整个过程涉及到了网络爬虫、数据清洗、地理编码和数据可视化等多个步骤。首先,我们发送HTTP请求获取网页内容,然后解析HTML文档提取所需的信息。接着,我们使用线程池并发地爬取每一页的数据,以提高爬取效率。然后,我们将爬取到的数据整理成Pandas DataFrame,并进行必要的数据清洗。最后,我们将清洗后的数据在地图上进行可视化。

此外,我们还引入了日志记录功能,以便于监控程序运行状态和调试代码。同时,我们也考虑到了异常处理和用户中断的情况,确保程序能够在遇到错误或被用户中断时,仍能正确关闭网络会话并保存已爬取的数据。

技术总结

  1. 网络爬虫:使用requests库发送HTTP请求,获取网页内容。然后,使用lxml库和XPath语法从HTML文档中提取所需的信息。

    session = requests.Session()
    response = session.get(f'https://{city}.ke.com{pathname}pg1/', cookies=cookies, headers=headers)
    html_text1 = etree.HTML(response.text)
  2. 并发编程:使用ThreadPoolExecutor创建一个线程池,然后提交任务到线程池进行并发执行。这样可以显著提高数据爬取的速度。

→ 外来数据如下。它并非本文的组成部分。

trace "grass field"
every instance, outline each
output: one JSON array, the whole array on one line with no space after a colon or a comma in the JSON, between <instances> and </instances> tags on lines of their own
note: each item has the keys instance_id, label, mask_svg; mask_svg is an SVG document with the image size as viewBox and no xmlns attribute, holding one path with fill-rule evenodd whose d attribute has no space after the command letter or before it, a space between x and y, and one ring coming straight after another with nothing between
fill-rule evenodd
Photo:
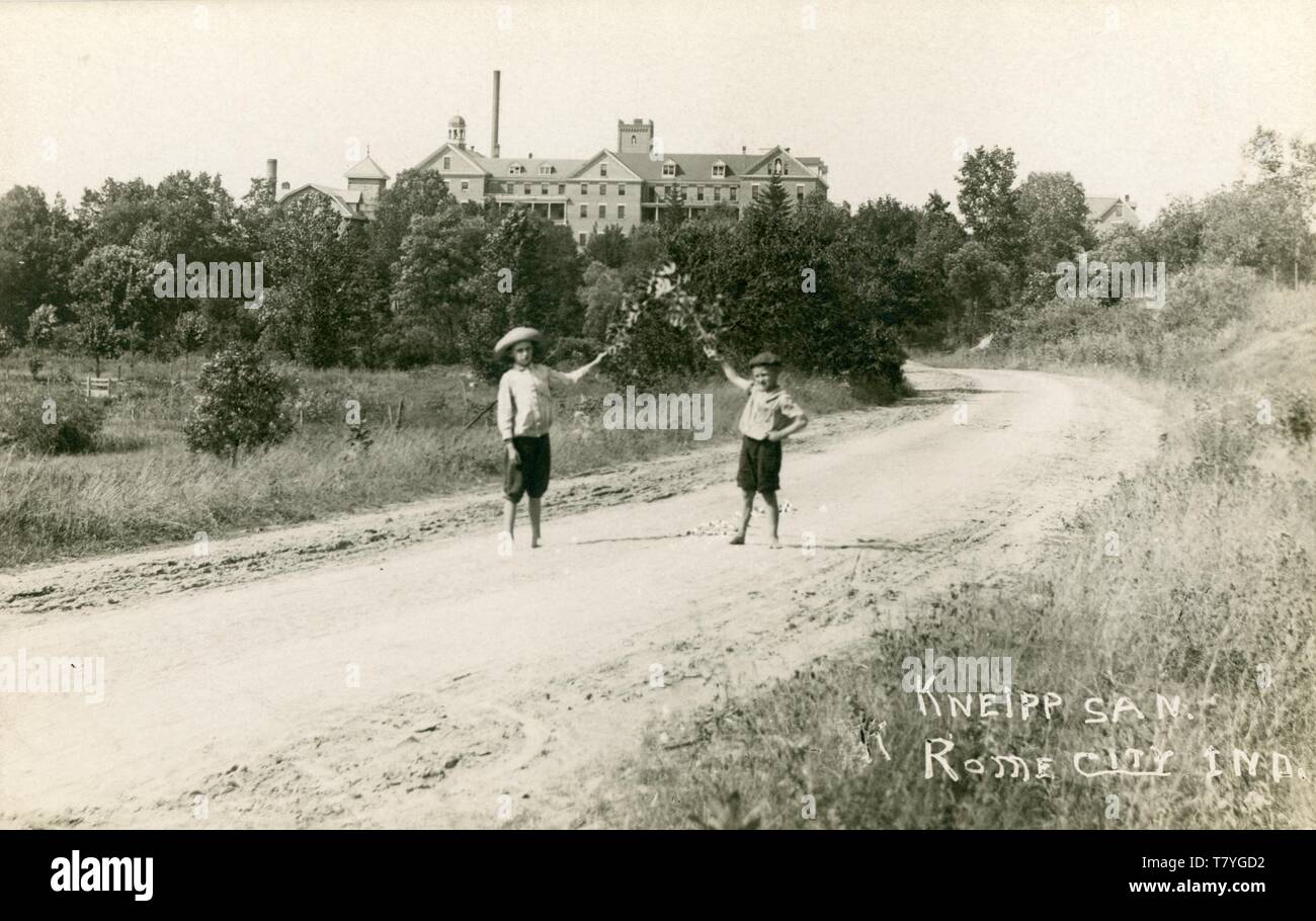
<instances>
[{"instance_id":1,"label":"grass field","mask_svg":"<svg viewBox=\"0 0 1316 921\"><path fill-rule=\"evenodd\" d=\"M45 357L33 379L26 355L0 363L0 396L41 412L45 397L80 400L86 363ZM0 450L0 567L107 554L159 542L191 541L386 507L463 489L496 492L501 445L494 413L463 426L495 388L462 368L349 372L282 368L296 379L287 442L242 459L188 453L182 436L199 361L122 362L103 368L120 379L91 454L38 455ZM857 408L826 379L787 378L815 414ZM555 476L687 451L690 432L605 430L603 396L624 384L592 376L558 401L553 430ZM669 392L712 392L712 441L732 437L744 395L719 375L675 383ZM351 447L343 401L361 403L372 443ZM401 425L392 425L401 404Z\"/></svg>"},{"instance_id":2,"label":"grass field","mask_svg":"<svg viewBox=\"0 0 1316 921\"><path fill-rule=\"evenodd\" d=\"M1316 289L1267 289L1225 328L1162 343L1159 354L1178 358L1133 370L1141 383L1125 383L1165 401L1173 422L1163 450L1069 522L1044 566L1004 587L966 584L928 599L904 626L875 624L871 642L850 658L701 714L692 746L669 749L651 737L594 820L658 828L1316 826L1313 316ZM1137 353L1125 345L1124 354ZM1065 349L1024 342L971 359L1073 370L1057 361ZM1082 370L1126 376L1095 362ZM1108 553L1112 533L1117 555ZM925 649L1012 657L1021 676L1016 714L1020 692L1054 692L1063 718L979 717L976 701L973 717L924 714L899 680L903 659ZM1178 697L1179 714L1158 712L1157 695ZM949 707L946 695L938 697ZM1123 718L1086 722L1088 699L1107 720L1117 707ZM928 760L929 738L953 743L958 780ZM1086 767L1104 764L1108 749L1124 768L1130 750L1144 764L1155 751L1175 754L1166 776L1088 779L1070 764L1083 751L1094 753ZM1028 759L1033 776L1011 779L1015 767L1003 763L998 778L992 754ZM1037 757L1054 758L1054 778L1036 776ZM970 774L965 758L983 759L986 774ZM1211 758L1221 774L1211 776Z\"/></svg>"}]
</instances>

    with ThreadPoolExecutor(max_workers=5) as executor:
        futures = [executor.submit(fetch_page_data, session, city, areaname, pathname, i, cookies, headers) for i in range(1, pageTotal + 1)]
  3. 数据处理:使用Pandas库将爬取到的数据整理成DataFrame,并进行数据清洗。还使用了高德地图API获取每个房源的经纬度信息,并将这些信息添加到DataFrame中。

    df = pd.DataFrame({
        '行政区域': [areaname] * len(all_titles),
        '名称': all_titles,
        '小区名': all_positions,
        '房屋信息': all_houses,
        '发布时间': all_follows,
        '总价(万)': all_totalPrices,
        '单价(元/平)': all_unitPrices,
        '地址': all_urls,
        '经度': lngs,
        '纬度': lats
    })
  4. 数据可视化:使用Folium库将清洗后的数据在地图上进行可视化。为每个房源创建一个标记,并设置自定义的弹出窗口和工具提示。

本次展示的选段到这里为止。